Analyzer

Tree-sitter based code analysis.

This module provides functionality for analyzing source code using tree- sitter.

logger `module-attribute`

logger = getLogger(__name__)

LANGUAGE_NAMES `module-attribute`

LANGUAGE_NAMES: dict[str, SupportedLanguage] = {
	"python": "python",
	"javascript": "javascript",
	"typescript": "typescript",
}

get_language_by_extension

get_language_by_extension(file_path: Path) -> str | None

Get language name from file extension.

Parameters:

Name	Type	Description	Default
`file_path`	`Path`	Path to the file	required

Returns:

Type	Description
`str \| None`	Language name if supported, None otherwise

Source code in src/codemap/processor/tree_sitter/analyzer.py

def get_language_by_extension(file_path: Path) -> str | None:
	"""
	Get language name from file extension.

	Args:
	    file_path: Path to the file

	Returns:
	    Language name if supported, None otherwise

	"""
	ext = file_path.suffix
	for lang, config in LANGUAGE_CONFIGS.items():
		if ext in config.file_extensions:
			return lang
	return None

TreeSitterAnalyzer

Analyzer for source code using tree-sitter.

Source code in src/codemap/processor/tree_sitter/analyzer.py

class TreeSitterAnalyzer:
	"""Analyzer for source code using tree-sitter."""

	def __init__(self) -> None:
		"""Initialize the tree-sitter analyzer."""
		self.parsers: dict[str, Parser] = {}
		self.ast_cache: dict[Path, tuple[float, Node, Parser]] = {}

	def get_parser(self, language: str) -> Parser | None:
		"""
		Get the parser for a language, loading it if necessary.

		Args:
		    language: The language to get a parser for

		Returns:
		    A tree-sitter parser or None if not supported
		"""
		if language in self.parsers:
			return self.parsers[language]

		# Lazy load the parser
		ts_lang_name = LANGUAGE_NAMES.get(language)
		if not ts_lang_name:
			return None
		try:
			lang_obj: Language = get_language(ts_lang_name)
			parser: Parser = Parser()
			parser.language = lang_obj
			self.parsers[language] = parser
			return parser
		except (ValueError, RuntimeError, ImportError) as e:
			logger.debug("Failed to load language %s: %s", language, str(e))
			return None

	def parse_file(
		self, file_path: Path, language: str | None = None
	) -> tuple[Node | None, str, Parser | None, bytes | None]:
		"""
		Parse a file and return its root node, determined language, the parser used, and content_bytes.

		Utilizes a cache to avoid re-parsing unchanged files.

		Args:
		    file_path: Path to the file to parse
		    language: Optional language override

		Returns:
		    A tuple containing the parse tree root node (or None if parsing failed),
		    the determined language string, the parser instance, and the file content as bytes (if read).
		"""
		# Determine language if not provided
		determined_language = language
		if not determined_language:
			determined_language = get_language_by_extension(file_path)
			if not determined_language:
				logger.debug("Could not determine language for file %s", file_path)
				return None, "", None, None

		try:
			current_mtime = file_path.stat().st_mtime
			if file_path in self.ast_cache:
				# Assuming cache stores (mtime, ast_root, parser, content_bytes)
				# For now, let's simplify and not cache content_bytes directly with AST to avoid large cache items
				# We will re-read if cache hit for AST, but this is still better than re-parsing.
				# A more advanced cache could handle content_bytes.
				cached_mtime, cached_tree_root, cached_parser = self.ast_cache[file_path]
				if current_mtime == cached_mtime:
					logger.debug("AST cache hit for: %s.

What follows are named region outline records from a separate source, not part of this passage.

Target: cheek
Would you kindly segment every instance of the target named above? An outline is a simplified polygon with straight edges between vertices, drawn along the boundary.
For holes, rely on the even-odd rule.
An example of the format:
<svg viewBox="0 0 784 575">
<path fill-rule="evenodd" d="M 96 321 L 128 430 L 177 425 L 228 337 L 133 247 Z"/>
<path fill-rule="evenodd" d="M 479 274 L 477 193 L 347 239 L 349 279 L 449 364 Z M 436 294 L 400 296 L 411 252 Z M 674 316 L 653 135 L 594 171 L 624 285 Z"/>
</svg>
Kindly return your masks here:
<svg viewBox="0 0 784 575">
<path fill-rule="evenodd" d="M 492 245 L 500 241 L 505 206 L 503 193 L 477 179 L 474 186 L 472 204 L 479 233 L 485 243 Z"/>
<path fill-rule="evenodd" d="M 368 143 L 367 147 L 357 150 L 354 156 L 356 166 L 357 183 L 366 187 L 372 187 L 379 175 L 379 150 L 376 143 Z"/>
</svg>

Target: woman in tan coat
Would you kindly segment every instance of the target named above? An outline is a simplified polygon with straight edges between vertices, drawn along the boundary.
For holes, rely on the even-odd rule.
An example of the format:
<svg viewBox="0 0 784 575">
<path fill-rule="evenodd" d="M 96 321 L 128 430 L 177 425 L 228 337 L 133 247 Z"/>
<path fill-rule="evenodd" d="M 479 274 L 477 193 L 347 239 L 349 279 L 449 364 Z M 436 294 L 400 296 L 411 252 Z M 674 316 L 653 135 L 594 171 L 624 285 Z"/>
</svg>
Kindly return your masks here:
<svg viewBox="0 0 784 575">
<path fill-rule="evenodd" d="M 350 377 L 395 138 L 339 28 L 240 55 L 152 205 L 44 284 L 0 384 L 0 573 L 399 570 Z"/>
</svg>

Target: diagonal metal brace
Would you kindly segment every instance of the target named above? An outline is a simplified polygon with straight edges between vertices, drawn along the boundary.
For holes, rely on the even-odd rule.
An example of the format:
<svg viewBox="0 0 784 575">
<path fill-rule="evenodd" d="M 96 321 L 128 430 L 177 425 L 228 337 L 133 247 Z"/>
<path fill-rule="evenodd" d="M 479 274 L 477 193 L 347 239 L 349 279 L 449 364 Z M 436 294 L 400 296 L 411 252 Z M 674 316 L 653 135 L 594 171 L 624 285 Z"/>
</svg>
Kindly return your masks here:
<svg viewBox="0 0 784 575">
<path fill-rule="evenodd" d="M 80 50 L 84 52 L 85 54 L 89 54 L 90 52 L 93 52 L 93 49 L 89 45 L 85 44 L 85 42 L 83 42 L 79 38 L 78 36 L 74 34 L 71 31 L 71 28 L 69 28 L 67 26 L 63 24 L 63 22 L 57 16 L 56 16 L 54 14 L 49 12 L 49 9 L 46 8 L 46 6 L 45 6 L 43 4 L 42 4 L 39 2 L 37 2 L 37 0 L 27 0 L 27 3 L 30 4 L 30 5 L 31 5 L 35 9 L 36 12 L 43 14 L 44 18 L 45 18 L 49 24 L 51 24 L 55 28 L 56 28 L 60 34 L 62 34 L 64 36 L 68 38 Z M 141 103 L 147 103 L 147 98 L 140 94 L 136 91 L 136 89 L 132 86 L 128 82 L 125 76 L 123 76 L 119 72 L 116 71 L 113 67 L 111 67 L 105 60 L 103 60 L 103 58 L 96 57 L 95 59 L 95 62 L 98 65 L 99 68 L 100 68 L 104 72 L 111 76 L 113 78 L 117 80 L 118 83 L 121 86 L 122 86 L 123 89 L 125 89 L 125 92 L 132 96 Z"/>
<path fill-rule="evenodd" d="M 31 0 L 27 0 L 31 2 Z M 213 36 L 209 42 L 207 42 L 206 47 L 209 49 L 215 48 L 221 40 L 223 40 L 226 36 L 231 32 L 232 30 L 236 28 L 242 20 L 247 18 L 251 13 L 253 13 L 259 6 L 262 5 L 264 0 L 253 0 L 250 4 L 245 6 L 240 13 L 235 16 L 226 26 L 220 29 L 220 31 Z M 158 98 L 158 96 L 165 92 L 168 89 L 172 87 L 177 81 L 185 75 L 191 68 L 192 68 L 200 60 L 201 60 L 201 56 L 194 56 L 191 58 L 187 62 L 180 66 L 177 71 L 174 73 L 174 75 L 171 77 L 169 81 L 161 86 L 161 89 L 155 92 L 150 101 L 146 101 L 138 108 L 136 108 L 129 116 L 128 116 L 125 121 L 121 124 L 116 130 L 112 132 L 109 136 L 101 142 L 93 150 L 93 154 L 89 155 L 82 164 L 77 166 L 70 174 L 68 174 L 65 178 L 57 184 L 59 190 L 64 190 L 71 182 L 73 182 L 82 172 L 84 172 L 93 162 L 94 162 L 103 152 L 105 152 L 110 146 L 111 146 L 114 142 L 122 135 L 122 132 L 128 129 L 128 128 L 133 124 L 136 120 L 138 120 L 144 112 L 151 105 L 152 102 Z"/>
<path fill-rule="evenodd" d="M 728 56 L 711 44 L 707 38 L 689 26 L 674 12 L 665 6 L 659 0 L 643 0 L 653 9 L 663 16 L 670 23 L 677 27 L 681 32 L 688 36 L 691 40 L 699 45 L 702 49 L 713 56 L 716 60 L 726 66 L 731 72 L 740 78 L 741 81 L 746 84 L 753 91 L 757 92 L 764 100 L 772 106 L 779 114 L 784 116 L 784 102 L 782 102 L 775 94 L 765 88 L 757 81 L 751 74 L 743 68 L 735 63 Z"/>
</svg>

Content will be re-read by caller if needed.", file_path)
					# To return content_bytes here, we would need to have cached it or re-read it.
					# For simplicity of this step, parse_file will return None for content_bytes
					# on a pure AST cache hit.
					# The caller (analyze_file) will then read it. The main win (no re-parse) is achieved.
					return cached_tree_root, determined_language, cached_parser, None
		except FileNotFoundError:
			logger.warning("File not found during mtime check: %s", file_path)
			if file_path in self.ast_cache:
				del self.ast_cache[file_path]
			return None, determined_language, None, None

		parser = self.get_parser(determined_language)
		if not parser:
			logger.debug("No parser for language %s", determined_language)
			return None, determined_language, None, None

		content_bytes_read: bytes | None = None  # Initialize here
		try:
			with file_path.open("rb") as f:
				content_bytes_read = f.read()
			tree = parser.parse(content_bytes_read)
			root_node = tree.root_node
			current_mtime_after_read = file_path.stat().st_mtime
			self.ast_cache[file_path] = (
				current_mtime_after_read,
				root_node,
				parser,
			)  # Not caching content_bytes in AST cache for now
			logger.debug("Parsed and cached AST for: %s", file_path)
			return root_node, determined_language, parser, content_bytes_read  # Return read content_bytes
		except FileNotFoundError:
			logger.warning("File not found during parsing: %s", file_path)
			if file_path in self.ast_cache:
				del self.ast_cache[file_path]
			# If file not found, content_bytes_read would not have been assigned (or remains None)
			return None, determined_language, parser, None
		except Exception:
			logger.exception("Failed to parse file %s", file_path)
			# content_bytes_read will be None if open failed, or the read bytes if parse failed
			return None, determined_language, parser, content_bytes_read

	def get_syntax_handler(self, language: str) -> LanguageSyntaxHandler | None:
		"""
		Get the syntax handler for a language.

		Args:
		    language: The language to get a handler for

		Returns:
		    A syntax handler or None if not supported

		"""
		handler_class = LANGUAGE_HANDLERS.get(language)
		if not handler_class:
			return None
		return handler_class()

	def analyze_node(
		self,
		node: Node,
		content_bytes: bytes,
		file_path: Path,
		language: str,
		handler: LanguageSyntaxHandler,
		parent_node: Node | None = None,
	) -> dict:
		"""
		Analyze a tree-sitter node and return structured information.

		Args:
		    node: The tree-sitter node
		    content_bytes: Source code content as bytes
		    file_path: Path to the source file
		    language: Programming language
		    handler: Language-specific syntax handler
		    parent_node: Parent node if any

		Returns:
		    Dict with node analysis information

		"""
		# Check if we should skip this node
		if handler.should_skip_node(node):
			return {}

		# Get entity type for this node from the handler
		entity_type = handler.get_entity_type(node, parent_node, content_bytes)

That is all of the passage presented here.